Earlier in the year, initial drawings were published for a large new island that could be constructed across the entrance to Copenhagen harbour. It could be be called Lynetteholm after a small fort at the north end of the Christianshavn defences although more recently it has been the name of the sewage works off Refshaleøen.

There has been a lot of criticism … generally about the scale of the scheme and because the island will close off the views out from the harbour to the sea of the open sound. Specifically it was considered to be too close to the Trekroner Fort - a triangular outer defence that was built in 1713 … itself on an artificial island that was formed around three scuppered ships of which one was the Trekroner so hence the name of the fort.

That fort was rebuilt in the 1780s, in a slightly different position, but new building on a densely-developed new island will completely swamp the attractive and well-known silhouette of the ramparts and historic buildings of the fort.

The most recent plans show the new island further out in the sound to give the fortress more breathing space but, in the process of rethinking the development, the island has grown and where there had been wide channels on each side - between the new island and Nordhavn and between the new island and Amager - these may now be much narrower. The excuse is that this makes new storm-surge defences - to stop exceptional tidal water flooding into the inner harbour - cheaper to build and more effective.

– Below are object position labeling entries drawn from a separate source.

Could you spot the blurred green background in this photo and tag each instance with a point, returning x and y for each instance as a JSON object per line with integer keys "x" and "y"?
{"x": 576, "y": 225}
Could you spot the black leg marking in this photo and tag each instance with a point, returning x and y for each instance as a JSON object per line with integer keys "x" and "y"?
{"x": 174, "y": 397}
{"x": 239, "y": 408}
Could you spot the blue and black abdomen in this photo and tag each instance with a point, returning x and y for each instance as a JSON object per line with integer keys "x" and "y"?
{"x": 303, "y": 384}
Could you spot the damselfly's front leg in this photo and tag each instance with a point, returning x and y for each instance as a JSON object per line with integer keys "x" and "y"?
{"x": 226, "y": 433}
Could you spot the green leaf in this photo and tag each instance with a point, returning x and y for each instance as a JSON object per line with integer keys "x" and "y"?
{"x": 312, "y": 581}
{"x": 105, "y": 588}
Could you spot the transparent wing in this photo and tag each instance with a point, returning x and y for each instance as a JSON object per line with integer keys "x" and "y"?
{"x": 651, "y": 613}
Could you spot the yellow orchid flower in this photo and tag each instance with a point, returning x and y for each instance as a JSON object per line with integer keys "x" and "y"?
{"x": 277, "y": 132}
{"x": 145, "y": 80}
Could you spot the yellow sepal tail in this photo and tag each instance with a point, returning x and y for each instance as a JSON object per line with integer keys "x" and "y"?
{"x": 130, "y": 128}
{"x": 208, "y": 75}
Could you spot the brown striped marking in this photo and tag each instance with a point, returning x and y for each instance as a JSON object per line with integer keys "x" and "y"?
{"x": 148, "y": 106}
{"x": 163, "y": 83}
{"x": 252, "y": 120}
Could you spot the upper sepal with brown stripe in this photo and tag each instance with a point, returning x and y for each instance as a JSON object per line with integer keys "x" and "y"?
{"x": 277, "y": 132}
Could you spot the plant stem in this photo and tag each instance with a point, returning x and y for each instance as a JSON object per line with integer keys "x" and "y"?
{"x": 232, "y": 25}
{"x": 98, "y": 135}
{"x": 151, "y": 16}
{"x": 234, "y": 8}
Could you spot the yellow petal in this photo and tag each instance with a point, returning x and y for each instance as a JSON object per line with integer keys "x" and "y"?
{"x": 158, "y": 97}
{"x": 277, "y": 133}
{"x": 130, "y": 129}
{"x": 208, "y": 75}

The construction of the island will incorporate major engineering work for what is now considered to be crucial infrastructure for the city so work will include a major new road tunnel to bring traffic from the north under the harbour from Nordhavn to the east side of Amager and on down - to the airport and the bridge to Sweden - and the Metro could be extended from Nordhavn and the new terminal for cruise ships to, again, go under the entrance to the harbour and run down to connect to the existing line - presumably at the present metro station at Øresund - and run on again to the airport.

An early proposal suggested that the island would be primarily office buildings for new technologies - a Danish Silicon Valley - but more recent schemes seem to be for housing. 

In theory, the idea should not be controversial as the city has been building large new islands out into the sea since Christianshavn was laid out in the first decades of the 17th century. One criticism has been that the cost of constructing the island would mean that all the housing would have to be expensive - so exclusive - and that does not go down well in what is still a left-of-centre city politically although of course the main houses built along Strandgade in Christianshavn in the 17th century were large and impressive and occupied by some of the wealthiest merchants in the city who were, presumably, anxious to escape the tightly-packed and narrow houses where they had lived along what is now Gammel Strand.

The pressure on planners and the developers for the new island will, and quite rightly, come from ecological pressure groups. The open water of the sound is an important resource that should not be squandered but this could also be an opportunity to provide large new parks and foreshore with a careful balance between providing a resource for people in the city and providing new habitat to bring bring nature into the city through well planned and well planted green corridors.